The reasons to block DNS-requests often differ - while many users simply use the DNS-servers coming with a specific Internet Service Provider, others want to get rid of ads or tracking-domains phoning home without the permission to do so.

Additionally, also the removal of any filtering technology is an option, providing a censorship-free browsing experience. Third, the striving of governments to regulate DNS-traffic and/or blacklist specific sites (see „The EU is considering its own DNS resolver that can block websites“) is something that gravely threatens the Internet we know - despite of placing DNS4EU as an option to the big American DNS-providers like Google or Cloudflare, the risk for censorship in other ways is no science fiction scenario anymore.

Entering your preferred DNS-provider - Screenshot courtesy of author

So let’s assume you want to have the choice and change the predefined DNS of your ISP with one of the „better“ choices out there, for example Quad9, Cloudflare, Google, OpenDNS or one of the privacy-focusing ones like dnsforge.de, digitalcourage.de, mullvad.net or dismail.de: These are usually implemented as forwarding DNS in your local router/firewall or serve as an additional filtering layer in solutions like Pi-hole or AdGuard Home. But what if you’re planning to implement those specific DNS-servers on your Apple-devices to use them wherever you are? Of course you could manually add these once you log into a specific network instead of letting DHCP do its work - anyway, this could be stressful.

The better solution is to use the Apple-specific feature of built-in support for DNS-over-HTTPS and DNS-over-TLS since iOS/iPadOS 14 and macOS Big Sur. At https://dns.pifferi.info you will find a tool which simply creates the specific configuration profile to be implemented into your system. This site is forked from fyr77’s original GitHub-repository and should contain everything you need to get a specific profile to suit your needs. Besides the self-explaining options, you can also use advanced options like excluded WiFi-networks (in my home, everything is configured in the firewall and the local Pi-hole) or the toggle if the profile should work on WiFi, Cellular or both.

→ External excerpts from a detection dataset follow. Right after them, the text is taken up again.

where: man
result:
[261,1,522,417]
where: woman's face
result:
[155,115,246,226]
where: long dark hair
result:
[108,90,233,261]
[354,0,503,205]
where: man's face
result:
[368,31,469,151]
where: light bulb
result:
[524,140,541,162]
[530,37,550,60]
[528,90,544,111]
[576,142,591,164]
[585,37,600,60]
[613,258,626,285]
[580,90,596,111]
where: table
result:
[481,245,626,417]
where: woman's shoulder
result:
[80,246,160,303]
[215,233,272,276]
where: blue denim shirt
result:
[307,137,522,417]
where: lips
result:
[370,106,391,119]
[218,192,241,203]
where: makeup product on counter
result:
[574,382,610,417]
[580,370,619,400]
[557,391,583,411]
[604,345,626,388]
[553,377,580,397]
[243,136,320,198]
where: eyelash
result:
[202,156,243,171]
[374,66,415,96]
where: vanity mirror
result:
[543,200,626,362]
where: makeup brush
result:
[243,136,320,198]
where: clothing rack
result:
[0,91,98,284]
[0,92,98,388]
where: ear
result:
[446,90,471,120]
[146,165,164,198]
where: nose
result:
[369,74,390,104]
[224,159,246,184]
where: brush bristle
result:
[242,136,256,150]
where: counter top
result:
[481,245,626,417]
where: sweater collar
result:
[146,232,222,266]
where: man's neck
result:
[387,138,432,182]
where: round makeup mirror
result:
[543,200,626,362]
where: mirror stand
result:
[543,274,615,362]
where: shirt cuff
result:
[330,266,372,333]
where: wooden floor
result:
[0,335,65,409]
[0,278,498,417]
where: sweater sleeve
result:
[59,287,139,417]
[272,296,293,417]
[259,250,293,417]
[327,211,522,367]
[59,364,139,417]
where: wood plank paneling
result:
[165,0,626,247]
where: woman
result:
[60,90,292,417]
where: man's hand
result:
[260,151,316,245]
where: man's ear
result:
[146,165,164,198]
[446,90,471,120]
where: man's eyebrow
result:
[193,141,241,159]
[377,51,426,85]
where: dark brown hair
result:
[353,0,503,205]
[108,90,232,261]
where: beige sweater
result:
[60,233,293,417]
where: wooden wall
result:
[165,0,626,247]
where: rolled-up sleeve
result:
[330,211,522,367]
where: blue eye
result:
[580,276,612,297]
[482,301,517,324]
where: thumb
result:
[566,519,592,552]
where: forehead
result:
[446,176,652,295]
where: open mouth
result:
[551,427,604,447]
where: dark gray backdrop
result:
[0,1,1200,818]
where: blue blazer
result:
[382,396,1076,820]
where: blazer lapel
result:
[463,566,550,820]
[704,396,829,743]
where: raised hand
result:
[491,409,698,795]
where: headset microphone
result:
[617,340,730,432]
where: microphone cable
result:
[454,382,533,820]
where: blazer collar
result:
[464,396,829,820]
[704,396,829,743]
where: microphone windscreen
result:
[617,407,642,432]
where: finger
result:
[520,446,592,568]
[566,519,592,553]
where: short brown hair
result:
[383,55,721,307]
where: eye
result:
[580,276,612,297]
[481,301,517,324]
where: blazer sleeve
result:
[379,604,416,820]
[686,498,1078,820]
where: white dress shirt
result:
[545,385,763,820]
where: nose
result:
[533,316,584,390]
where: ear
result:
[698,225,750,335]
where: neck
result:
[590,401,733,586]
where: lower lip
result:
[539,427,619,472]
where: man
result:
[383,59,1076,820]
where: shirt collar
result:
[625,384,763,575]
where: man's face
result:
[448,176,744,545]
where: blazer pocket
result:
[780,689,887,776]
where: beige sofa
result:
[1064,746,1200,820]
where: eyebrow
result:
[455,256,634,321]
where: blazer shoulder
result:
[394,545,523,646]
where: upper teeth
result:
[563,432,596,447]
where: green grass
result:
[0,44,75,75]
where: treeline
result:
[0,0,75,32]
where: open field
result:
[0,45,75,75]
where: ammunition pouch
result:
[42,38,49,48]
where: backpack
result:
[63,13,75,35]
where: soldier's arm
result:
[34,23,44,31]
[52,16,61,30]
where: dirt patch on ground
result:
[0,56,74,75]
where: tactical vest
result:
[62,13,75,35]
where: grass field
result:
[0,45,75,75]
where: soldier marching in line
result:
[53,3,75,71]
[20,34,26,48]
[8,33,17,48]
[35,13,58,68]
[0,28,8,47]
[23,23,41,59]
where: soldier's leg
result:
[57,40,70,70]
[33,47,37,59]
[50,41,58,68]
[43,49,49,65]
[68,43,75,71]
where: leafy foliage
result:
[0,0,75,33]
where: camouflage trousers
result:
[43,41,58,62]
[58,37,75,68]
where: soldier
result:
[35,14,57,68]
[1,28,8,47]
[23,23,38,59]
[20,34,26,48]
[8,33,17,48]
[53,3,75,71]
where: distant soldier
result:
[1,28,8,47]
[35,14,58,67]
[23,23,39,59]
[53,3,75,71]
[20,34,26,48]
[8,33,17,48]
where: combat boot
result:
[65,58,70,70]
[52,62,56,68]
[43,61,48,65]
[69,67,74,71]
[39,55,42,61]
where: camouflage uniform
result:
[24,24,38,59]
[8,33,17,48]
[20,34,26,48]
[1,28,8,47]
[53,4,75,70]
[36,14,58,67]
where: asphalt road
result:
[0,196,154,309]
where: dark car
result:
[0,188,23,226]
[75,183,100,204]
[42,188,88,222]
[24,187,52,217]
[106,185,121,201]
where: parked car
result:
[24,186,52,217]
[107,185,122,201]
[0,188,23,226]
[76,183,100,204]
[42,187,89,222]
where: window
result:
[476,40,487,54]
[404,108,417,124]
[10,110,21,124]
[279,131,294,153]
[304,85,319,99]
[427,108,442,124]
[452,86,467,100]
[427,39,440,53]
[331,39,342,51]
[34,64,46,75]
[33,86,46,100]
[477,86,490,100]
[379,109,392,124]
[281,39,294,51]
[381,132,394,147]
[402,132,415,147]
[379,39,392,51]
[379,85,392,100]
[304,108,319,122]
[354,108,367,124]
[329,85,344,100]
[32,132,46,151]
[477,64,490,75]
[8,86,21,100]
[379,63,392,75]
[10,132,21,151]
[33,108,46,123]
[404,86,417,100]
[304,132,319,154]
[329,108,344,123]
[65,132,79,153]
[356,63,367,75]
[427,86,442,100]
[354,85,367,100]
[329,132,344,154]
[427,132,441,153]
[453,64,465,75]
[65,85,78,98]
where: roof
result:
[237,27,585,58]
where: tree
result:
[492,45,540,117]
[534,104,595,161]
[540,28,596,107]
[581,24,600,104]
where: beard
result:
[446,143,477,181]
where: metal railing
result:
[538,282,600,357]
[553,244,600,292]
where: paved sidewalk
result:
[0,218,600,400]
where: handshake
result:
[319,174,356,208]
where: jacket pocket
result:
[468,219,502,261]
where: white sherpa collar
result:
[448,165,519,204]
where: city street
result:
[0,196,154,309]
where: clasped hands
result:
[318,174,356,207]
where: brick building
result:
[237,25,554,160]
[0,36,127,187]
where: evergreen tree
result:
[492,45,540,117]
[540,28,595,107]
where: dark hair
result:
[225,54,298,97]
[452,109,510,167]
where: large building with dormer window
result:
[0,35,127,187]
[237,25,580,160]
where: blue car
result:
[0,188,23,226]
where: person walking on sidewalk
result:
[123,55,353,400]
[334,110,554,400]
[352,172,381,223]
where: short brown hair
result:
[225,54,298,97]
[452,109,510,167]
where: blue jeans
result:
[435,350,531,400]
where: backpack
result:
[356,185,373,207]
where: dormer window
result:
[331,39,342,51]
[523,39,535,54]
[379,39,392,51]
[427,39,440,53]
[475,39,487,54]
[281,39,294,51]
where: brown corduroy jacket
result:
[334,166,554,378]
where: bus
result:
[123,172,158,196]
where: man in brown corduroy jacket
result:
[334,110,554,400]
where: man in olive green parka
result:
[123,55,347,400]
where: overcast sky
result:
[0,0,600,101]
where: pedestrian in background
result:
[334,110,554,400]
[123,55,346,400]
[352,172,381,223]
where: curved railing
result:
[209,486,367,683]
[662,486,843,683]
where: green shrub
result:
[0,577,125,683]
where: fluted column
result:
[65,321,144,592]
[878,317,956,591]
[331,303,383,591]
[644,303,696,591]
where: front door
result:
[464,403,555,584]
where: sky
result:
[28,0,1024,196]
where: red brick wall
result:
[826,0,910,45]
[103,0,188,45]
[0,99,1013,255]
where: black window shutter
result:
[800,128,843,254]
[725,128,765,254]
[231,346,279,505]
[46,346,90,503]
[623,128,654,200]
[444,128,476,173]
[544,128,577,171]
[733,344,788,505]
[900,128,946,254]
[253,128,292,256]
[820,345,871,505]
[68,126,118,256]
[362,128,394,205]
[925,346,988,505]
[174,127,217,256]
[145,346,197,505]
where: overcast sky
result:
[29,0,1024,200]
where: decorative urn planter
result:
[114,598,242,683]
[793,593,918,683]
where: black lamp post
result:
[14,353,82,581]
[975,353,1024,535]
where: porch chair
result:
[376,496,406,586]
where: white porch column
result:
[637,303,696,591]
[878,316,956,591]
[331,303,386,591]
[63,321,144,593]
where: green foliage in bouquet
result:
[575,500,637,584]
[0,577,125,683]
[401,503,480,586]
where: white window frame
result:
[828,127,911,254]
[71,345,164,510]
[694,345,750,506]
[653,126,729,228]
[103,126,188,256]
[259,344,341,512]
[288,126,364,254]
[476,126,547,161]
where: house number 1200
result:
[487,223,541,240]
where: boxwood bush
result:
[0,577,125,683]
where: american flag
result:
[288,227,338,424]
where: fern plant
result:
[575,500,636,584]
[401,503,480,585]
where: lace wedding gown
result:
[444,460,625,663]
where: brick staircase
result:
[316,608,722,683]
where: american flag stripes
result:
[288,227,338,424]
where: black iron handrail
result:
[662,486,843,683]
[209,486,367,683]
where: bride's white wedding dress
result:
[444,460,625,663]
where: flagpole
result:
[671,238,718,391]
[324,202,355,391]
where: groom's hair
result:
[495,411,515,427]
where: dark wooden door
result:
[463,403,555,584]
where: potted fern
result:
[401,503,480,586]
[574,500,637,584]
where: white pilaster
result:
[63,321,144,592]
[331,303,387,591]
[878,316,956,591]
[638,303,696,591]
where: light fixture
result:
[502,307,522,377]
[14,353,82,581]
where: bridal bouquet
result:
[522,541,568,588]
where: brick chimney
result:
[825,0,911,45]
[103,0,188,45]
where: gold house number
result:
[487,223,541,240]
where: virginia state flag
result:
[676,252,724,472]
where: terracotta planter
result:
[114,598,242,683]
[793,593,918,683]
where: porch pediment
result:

Exporting the profile settings - Screenshot courtesy of author

In my example, I opted in for dnsforge.de and excluded my home WiFi from the profile - both IPv4 and IPv6-addresses including the encrypted DNS-over-HTTPS-setting are contained in the profile. Once everything has been reviewed, you may download the profile to finally import it into your specific Apple-OS. As the profile isn’t officially signed, a warning will appear and, after reviewing this and - possibly - administrative credentials, the profile will finally be active and serve your device wherever you are.

Installing the profile - Screenshot courtesy of author

If you log into a friend’s guest WiFi or into a public spot, the OS will fetch the DNS-servers from the profile implemented. The good: You decide which DNS-servers your device will use and many of those also support encrypted DNS-request so the level of privacy is increased simultaneously. Additionally - and depending upon your chosen server(s) - some AdWare- and Spyware-filters as well as reduced tracking may be yet another benefit. The bad: Some networks may depend on their standard DNS-servers to deliver specific information or applications or even prevent other servers from working but most of the network I encountered over the years should work without issues.

Photo by Jason Dent / Unsplash

With using this tool in on my site, creating individual profiles with an individual DNS-configuration is possible in nearly no time! Further information about encrypted DNS can be found at Encrypted DNS Party which provides a great list of servers, countries and filtering options to suit nearly everyone’s needs. The tool is just one side of the coin and if you opt in to go with a different and more versatile DNS-server instead of the standard ones your provider comes along with, then thinking about privacy and encryption is also an essential approach these days. When censorship starts, the Internet dies - and the idea that once lead to its creation!

There are options for not leaving traces everywhere just by surfing the web - you’ll just have to grab them and this tool should help you to easily do the implementation needed!